Day 6: Lorca to Villamajor Monjardin

I passed through the Medieval towns of Villatuerte, Estella, and Irache. Everything is so old. Like really old. Narrow streets and fortified churches. All of these towns were fought for by Moors, Basque, Spanish, and French. It's all a bit claustrophobic for me and a hurry through to get to the countryside.

Fortified church in Estella 

Blacksmith shop door, Estella.


Cloister of Irache Monastery.

This walk has reinforced my desire to travel by foot through the rural landscape. As interesting as the middle ages are historically, I much prefer the reading of the landscape much more. Miles of olive, olive, and fig orchards attest to the loving care of farmers for thousands of years. I saw olive trees that are hundreds of years old, still bearing, still growing. Vineyards with grape trunks three feet around form massive latticework across the terraced hills.

A terraced hill landscape with grape, wheat, olive, almond.
Donkeys graze inside a small holders farm fence.
The green hills of Basque Country are far behind me now as the climate becomes more like the tablelands of the Mediterranean plateaus of central Spain. By noon the sun is intense and I am getting grumpy. I don't handle hot weather very well. Neither, it seems, do my Camino mares, now far apart along miles of dusty trail. A castle on a hill points us to our destination for the at Villamajor Monjardin.
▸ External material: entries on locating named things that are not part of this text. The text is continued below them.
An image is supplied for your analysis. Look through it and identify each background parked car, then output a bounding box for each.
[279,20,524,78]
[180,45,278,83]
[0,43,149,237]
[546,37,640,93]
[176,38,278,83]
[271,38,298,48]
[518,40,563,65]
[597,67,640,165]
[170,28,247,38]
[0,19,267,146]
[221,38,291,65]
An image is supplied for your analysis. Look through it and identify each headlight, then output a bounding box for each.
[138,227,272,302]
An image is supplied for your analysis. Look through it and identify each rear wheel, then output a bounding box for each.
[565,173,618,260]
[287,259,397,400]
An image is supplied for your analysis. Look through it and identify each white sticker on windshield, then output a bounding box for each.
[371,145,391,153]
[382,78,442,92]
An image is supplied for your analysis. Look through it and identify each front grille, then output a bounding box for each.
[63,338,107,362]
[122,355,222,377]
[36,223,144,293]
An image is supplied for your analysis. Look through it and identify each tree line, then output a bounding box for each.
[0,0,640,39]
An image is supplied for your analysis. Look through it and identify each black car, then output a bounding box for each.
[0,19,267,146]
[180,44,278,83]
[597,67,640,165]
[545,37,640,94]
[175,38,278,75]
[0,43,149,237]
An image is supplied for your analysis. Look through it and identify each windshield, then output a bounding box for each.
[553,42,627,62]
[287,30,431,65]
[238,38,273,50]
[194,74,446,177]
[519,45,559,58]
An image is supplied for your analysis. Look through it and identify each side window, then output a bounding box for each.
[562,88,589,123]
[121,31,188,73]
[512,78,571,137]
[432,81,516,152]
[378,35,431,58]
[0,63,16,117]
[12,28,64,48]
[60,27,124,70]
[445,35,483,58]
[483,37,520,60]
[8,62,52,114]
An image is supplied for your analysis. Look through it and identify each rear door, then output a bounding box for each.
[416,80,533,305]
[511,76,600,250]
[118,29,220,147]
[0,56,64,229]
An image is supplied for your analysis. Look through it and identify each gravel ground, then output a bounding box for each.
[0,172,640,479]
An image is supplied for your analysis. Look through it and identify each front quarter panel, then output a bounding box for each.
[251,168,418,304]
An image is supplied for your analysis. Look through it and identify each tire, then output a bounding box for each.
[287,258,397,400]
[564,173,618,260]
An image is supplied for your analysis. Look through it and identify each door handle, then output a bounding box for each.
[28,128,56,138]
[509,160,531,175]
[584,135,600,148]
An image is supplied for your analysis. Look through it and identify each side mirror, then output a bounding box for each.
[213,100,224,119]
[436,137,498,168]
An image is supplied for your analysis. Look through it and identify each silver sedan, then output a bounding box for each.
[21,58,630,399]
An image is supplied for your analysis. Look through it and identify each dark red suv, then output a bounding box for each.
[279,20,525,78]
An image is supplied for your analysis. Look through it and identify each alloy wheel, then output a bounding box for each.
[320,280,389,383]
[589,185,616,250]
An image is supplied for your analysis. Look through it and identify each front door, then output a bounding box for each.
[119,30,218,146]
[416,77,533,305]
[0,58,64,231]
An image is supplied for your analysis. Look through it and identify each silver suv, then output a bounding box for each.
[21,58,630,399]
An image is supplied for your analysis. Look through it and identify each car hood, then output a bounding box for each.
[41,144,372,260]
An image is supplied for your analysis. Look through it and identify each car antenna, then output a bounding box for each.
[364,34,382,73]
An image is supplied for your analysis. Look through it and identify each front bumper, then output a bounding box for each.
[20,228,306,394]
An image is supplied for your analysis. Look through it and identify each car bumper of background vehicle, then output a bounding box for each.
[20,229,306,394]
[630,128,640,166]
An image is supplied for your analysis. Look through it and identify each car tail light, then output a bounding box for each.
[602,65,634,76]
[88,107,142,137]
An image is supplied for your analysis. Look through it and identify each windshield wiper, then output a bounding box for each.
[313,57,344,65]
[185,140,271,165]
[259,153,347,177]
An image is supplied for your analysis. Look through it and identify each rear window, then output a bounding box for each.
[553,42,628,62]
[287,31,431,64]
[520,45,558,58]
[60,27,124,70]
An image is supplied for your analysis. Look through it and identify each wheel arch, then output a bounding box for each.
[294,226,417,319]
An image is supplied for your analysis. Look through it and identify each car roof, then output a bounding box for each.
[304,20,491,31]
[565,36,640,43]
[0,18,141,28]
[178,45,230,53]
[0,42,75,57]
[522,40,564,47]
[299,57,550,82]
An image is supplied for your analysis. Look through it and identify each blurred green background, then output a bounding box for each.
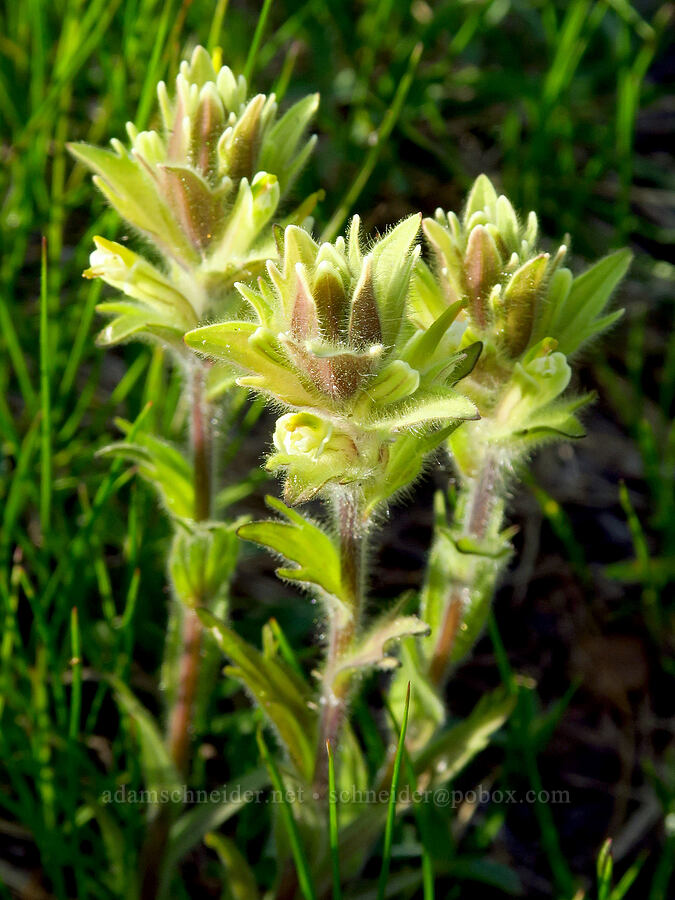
[0,0,675,900]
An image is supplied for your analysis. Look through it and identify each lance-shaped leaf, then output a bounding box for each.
[368,388,478,431]
[238,497,349,603]
[337,611,429,678]
[401,300,463,368]
[197,609,316,780]
[372,214,422,346]
[365,420,461,516]
[414,687,516,788]
[463,175,497,224]
[185,322,315,406]
[169,522,239,606]
[98,421,194,520]
[259,94,319,194]
[108,676,181,800]
[158,165,225,253]
[502,253,549,359]
[68,141,199,264]
[549,250,633,355]
[422,219,468,303]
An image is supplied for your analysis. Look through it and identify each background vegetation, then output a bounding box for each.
[0,0,675,900]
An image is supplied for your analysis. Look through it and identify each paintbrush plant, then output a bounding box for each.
[69,47,318,896]
[394,175,631,744]
[185,215,480,794]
The castle at the top of the hill marks my destination below.
The Moorish Well
In view of the castle, the Camino winds through wheat fields, up and up, past an ancient well built by Moors. The town atop the rise is beautiful and all if the same pinkish orange stone. I collapse in a shady picnic area on a hot street, buy some cheese and salami from a small store, rest, then check into the local albergue. Cold shower time!